The larger sheet was made by crumpling up photocopy paper, flattening it out, and painting several colours of wax over it fairly randomly with the craft iron.  

I liked the yellow section as a contrast to the purple background.  The result was just the right size for the glamorous young lady trying on the latest style in daring headwear.   


I found the words in the muddle on my painting desk, already cut out just asking to be used.  In the 'bits box' were two pieces of metal found in a car park, just right to form the object - the 'blade' of the sword shape that emerged is separate even though it looks attached.  I hadn't tried sticking found objects on wax before, so this was a real experiment.  

The wax painted background was another 'past failure' and looked just right.  I had originally painted the card then placed something, perhaps a paper towel, over it while it was hot to remove the wax and add texture.  Can't remember what it was.  There were 3 off-cut slivers of wax-painted card, which I stuck on, and then mounted the finished piece on card.


This is not really a collage, but an experiment in trying to draw on the wax background.  Another piece I found in the failures box and decided to experiment with.  

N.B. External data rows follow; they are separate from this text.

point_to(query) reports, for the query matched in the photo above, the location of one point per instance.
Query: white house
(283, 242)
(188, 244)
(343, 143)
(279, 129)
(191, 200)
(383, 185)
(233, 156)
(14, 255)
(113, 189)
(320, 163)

I used a silver pen to draw the fish on the wax, and the silver shine appears or disappears depending on how the light hits the card.  It didn't seem to need any text, and even though it's rather ordinary I was pleased with the actual experiment, which shows promise for the future.


Although it's not a collage, I added it here because it was the last piece I made in this bunch of experiments.   I noticed on my desk a scrap of cartridge paper, on which I had at some time scribbled a silhouette figure of a cloaked lady.  Cartridge paper is very absorbent, and therefore it takes a lot of wax to get any kind of 'painted' surface with the iron, so it was worth an experiment.

I painted the blue wax sky first, sliding the iron right over the ink-drawn lady, and used lots of black wax for the ground and the looming shape behind the figure.  Because of the paper's absorbency the result was a nice variation of colour and texture.  

Finally I added a small red blob of wax for a flower which turned out to be a large blob, a big white blob for the moon - which you can see slipped a bit - and a tiny one for the star.  I like the hint of menace in the piece, and I'll definitely try combining a drawing with wax on cartridge paper again.

Enjoyed these adventures in collage immensely. I hope you do too.